Collins: What I support is allowing a business that employs thousands to keep some of what it earns. Excessive taxes are killing this industry, and in fact they are being robbed blind by state taxation polities. For example, in the first quarter of 2016, one of the casinos paid $15 million in state taxes, but ended up with a loss of $239,000. If they are forced out of business by excess state taxation, that would be an approximate loss to the state of $60 million per year, plus hundreds of employees would likely go on unemployment as a huge new cost to the citizens of Delaware.

8. What changes would you make to the Department of Education?

Collins: I would like to see it be less beholden to the federal government. Education should be a local issue controlled by local school boards. Furthermore, school testing should be reduced. It is currently taking up an absurd amount of what should be instructional time.

9. Does the state spend too much, too little or the right amount?

Collins: It’s almost impossible to know. Budget writers admitted just a few months ago that spending is not really analyzed to see if it is producing desired results. I believe the state is spending far too much, but the first critical step for a new administration should be to honestly study past spending patterns before making spending requests.

10. What should be done, if anything, to increase revenue for the state or cut spending?

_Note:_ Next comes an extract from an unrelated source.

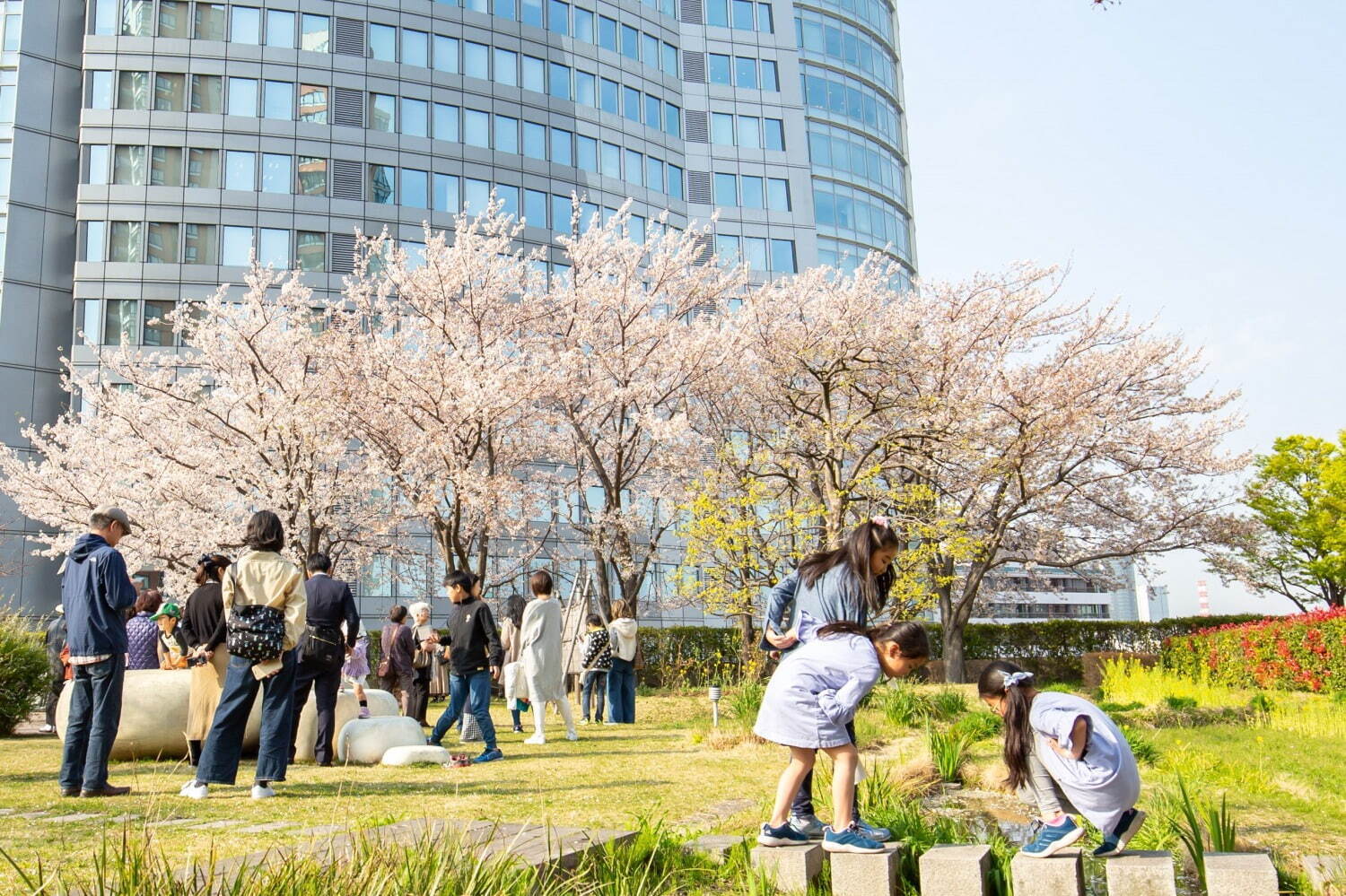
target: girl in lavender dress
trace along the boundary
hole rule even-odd
[[[930,657],[930,642],[918,623],[898,622],[861,628],[851,622],[820,626],[808,612],[800,615],[800,646],[786,654],[771,675],[752,731],[790,748],[790,764],[781,772],[771,819],[762,825],[763,846],[809,842],[809,835],[790,825],[790,803],[804,776],[813,771],[817,751],[835,763],[832,805],[835,818],[824,829],[822,849],[829,853],[882,852],[883,844],[865,837],[855,825],[852,798],[859,753],[847,731],[860,701],[879,677],[903,678]]]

Collins: The best long term solution is to help private business grow so that they and their employees will pay more taxes on the resulting profits and wages. This will require cutting taxes and regulations. In the meantime, we should be looking hard at Medicaid and reducing the number of state employees through retirement and attrition.

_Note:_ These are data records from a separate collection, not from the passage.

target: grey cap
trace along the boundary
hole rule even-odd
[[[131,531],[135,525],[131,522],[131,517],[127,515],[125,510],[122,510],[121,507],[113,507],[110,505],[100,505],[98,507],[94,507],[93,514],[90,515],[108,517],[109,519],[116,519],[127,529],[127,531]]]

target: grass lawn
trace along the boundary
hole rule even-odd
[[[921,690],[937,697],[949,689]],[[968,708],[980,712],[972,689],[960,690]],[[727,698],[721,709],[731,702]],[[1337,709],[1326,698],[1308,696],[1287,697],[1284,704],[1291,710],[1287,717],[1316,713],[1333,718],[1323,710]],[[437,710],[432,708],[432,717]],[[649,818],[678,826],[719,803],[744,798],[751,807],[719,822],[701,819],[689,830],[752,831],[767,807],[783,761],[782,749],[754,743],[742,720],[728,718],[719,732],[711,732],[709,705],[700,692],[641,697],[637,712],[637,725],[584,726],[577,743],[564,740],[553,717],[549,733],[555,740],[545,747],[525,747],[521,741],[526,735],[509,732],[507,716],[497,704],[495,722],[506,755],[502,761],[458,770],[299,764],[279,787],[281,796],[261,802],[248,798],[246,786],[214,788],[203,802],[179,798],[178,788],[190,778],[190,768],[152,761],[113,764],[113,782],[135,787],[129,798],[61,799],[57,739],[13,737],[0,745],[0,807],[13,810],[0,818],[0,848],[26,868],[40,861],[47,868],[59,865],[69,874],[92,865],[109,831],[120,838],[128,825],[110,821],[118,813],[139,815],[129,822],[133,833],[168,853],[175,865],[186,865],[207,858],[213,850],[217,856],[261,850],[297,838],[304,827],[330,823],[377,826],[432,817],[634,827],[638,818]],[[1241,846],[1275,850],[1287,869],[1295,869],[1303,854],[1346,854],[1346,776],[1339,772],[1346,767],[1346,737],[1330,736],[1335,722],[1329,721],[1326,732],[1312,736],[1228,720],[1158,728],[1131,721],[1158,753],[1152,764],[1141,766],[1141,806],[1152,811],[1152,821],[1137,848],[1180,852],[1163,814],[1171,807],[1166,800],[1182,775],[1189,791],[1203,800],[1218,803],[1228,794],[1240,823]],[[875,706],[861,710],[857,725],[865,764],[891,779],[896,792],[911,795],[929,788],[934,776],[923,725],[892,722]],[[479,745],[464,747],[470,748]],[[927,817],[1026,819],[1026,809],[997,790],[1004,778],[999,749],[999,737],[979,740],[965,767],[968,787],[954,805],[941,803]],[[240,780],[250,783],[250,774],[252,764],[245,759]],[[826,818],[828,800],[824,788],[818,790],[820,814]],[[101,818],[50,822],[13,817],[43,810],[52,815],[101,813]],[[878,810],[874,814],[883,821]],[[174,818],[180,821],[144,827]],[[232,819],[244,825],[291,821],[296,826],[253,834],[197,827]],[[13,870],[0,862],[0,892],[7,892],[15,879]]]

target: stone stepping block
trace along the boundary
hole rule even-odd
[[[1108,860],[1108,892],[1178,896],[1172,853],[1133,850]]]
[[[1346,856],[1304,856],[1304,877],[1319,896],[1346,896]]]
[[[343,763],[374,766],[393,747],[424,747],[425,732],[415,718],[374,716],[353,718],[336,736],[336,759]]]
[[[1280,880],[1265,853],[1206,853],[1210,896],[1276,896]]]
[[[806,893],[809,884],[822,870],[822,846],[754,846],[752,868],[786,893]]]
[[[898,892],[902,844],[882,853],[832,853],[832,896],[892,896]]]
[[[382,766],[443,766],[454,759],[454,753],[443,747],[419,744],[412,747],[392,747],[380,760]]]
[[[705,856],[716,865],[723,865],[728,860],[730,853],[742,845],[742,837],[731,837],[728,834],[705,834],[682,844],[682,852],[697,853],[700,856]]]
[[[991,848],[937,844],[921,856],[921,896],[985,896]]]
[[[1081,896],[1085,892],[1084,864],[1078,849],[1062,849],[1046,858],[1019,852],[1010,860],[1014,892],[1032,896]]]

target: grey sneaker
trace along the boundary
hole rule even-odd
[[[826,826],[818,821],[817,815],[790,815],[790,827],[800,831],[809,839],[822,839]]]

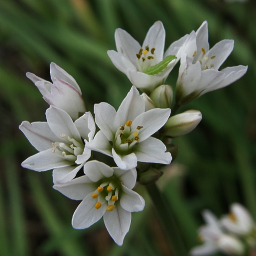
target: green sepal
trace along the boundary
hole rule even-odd
[[[157,75],[160,72],[162,72],[164,69],[167,68],[168,64],[177,57],[174,55],[169,55],[163,60],[161,62],[159,62],[156,65],[151,67],[148,67],[143,70],[143,73],[147,75]]]

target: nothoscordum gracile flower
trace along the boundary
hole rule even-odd
[[[117,111],[107,103],[95,104],[95,121],[100,131],[86,147],[113,157],[123,170],[136,167],[137,161],[170,164],[172,157],[165,146],[151,135],[164,125],[171,110],[145,109],[144,100],[134,86]]]
[[[210,211],[204,211],[203,216],[206,225],[199,230],[199,237],[204,243],[190,251],[193,256],[205,256],[220,251],[227,255],[244,255],[245,248],[238,239],[223,233],[219,221]]]
[[[73,120],[77,119],[86,111],[79,85],[55,63],[51,63],[50,74],[53,83],[29,72],[27,77],[35,83],[47,103],[66,111]]]
[[[47,122],[24,121],[19,126],[39,151],[22,166],[38,172],[54,169],[54,183],[65,182],[74,178],[91,157],[85,144],[93,138],[94,121],[87,112],[74,123],[65,111],[53,106],[46,110],[46,116]]]
[[[178,52],[188,36],[174,42],[164,55],[165,31],[161,21],[157,21],[149,29],[142,46],[126,31],[118,28],[115,33],[117,52],[108,51],[108,54],[116,67],[128,77],[133,85],[151,91],[164,83],[178,58],[171,60],[157,74],[145,74],[145,70],[167,56],[179,57]]]
[[[241,65],[218,71],[232,51],[234,41],[222,40],[209,50],[206,21],[196,32],[190,33],[184,44],[177,83],[176,100],[179,105],[227,86],[246,72],[247,67]]]
[[[72,219],[75,228],[86,228],[103,216],[109,234],[122,245],[128,232],[131,212],[142,211],[143,198],[132,191],[136,182],[135,169],[124,171],[97,161],[84,165],[85,176],[53,188],[75,200],[83,200]]]

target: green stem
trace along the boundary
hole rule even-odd
[[[167,199],[158,189],[155,183],[146,186],[147,190],[155,205],[157,213],[165,228],[173,250],[173,255],[185,256],[187,255],[186,247],[178,228],[172,212],[166,205]]]

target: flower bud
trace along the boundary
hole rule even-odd
[[[147,94],[143,92],[141,94],[141,97],[144,100],[144,103],[145,103],[145,111],[150,110],[150,109],[156,108],[156,105],[153,102],[152,100],[147,95]]]
[[[151,92],[150,98],[157,108],[169,108],[173,98],[172,87],[165,84],[161,85]]]
[[[164,125],[163,133],[171,138],[189,133],[200,123],[202,114],[191,109],[171,117]]]
[[[150,167],[148,171],[138,175],[139,181],[143,185],[155,182],[163,174],[159,170]]]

11. Do changes need to be made in the state’s employee health care structure?

Collins: Most likely. Equally important, however, would be for the state to make meaningful efforts to train employees on appropriate use of health insurance. For example, Americans take many times more prescription drugs than the citizens of any other nation, and millions are now addicted to opioids due to over-prescribing. This costs us both for the cost of the drugs and then the cost of treatment, not to mention the societal destruction of many families.

12. What should be done to impact the state’s heroin crisis?

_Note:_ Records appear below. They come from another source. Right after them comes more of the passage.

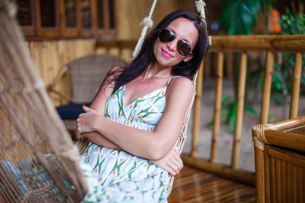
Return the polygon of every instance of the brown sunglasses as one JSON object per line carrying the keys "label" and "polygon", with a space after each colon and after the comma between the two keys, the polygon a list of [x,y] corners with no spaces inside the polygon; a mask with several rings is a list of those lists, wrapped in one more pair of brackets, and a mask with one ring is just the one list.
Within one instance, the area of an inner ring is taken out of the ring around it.
{"label": "brown sunglasses", "polygon": [[174,34],[171,31],[167,29],[161,29],[158,35],[159,41],[162,43],[169,43],[174,41],[176,38],[179,39],[177,43],[177,51],[179,55],[186,57],[192,53],[191,45]]}

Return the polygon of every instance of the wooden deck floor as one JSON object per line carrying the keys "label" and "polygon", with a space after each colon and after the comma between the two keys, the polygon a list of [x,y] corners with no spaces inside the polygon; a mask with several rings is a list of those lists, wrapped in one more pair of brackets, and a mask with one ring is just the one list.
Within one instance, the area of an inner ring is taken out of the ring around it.
{"label": "wooden deck floor", "polygon": [[171,202],[254,202],[254,187],[185,166],[174,181]]}

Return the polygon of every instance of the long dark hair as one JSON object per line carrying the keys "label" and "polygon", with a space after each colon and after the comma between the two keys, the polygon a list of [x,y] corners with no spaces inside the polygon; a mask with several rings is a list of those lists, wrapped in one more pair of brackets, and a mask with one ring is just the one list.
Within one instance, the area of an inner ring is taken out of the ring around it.
{"label": "long dark hair", "polygon": [[[154,46],[160,30],[165,28],[174,20],[184,18],[194,23],[199,32],[198,39],[195,46],[194,56],[187,62],[183,60],[172,68],[171,73],[175,76],[186,77],[192,80],[194,74],[199,68],[203,57],[207,52],[209,40],[205,20],[194,13],[186,11],[177,11],[167,15],[145,38],[138,56],[127,66],[118,69],[108,73],[104,80],[101,89],[104,85],[114,82],[113,93],[119,87],[137,78],[150,65],[152,67],[156,61],[154,53]],[[109,79],[110,76],[112,79]]]}

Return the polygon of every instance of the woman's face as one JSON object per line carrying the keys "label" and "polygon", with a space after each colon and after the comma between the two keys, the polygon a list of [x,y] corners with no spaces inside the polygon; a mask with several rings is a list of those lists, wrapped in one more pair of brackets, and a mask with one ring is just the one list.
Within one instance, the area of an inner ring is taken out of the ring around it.
{"label": "woman's face", "polygon": [[[177,18],[172,21],[166,28],[191,45],[193,52],[199,33],[192,21],[184,18]],[[170,42],[163,43],[157,39],[154,46],[154,53],[159,64],[172,66],[178,64],[182,60],[186,62],[193,57],[192,54],[187,56],[179,55],[177,51],[177,43],[179,40],[179,39],[175,38]]]}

Collins: Over 80 percent of heroin addiction starts out through legal but medically inappropriate prescriptions to opioids. We can’t solve this crisis without fixing that problem. Second, virtually nothing is now being done on drug education for our kids. It is far easier to prevent the problem before it starts than to fix it once addiction has set in.

13. How can the state best continue to fund road and bridge projects?

Collins: This is simple. Stop using money that is supposed to go into the Transportation Trust Fund from being used for the general fund. The state takes in far more money than it needs for highway construction and repairs but has robbed the trust fund of billions of dollars over the last 20 or so years.

14. Anything else?

Collins: In general, we need more private employers and employees, more entrepreneurship, less government spending, less regulation and less intrusion into our daily lives. I am dedicated to achieving these goals.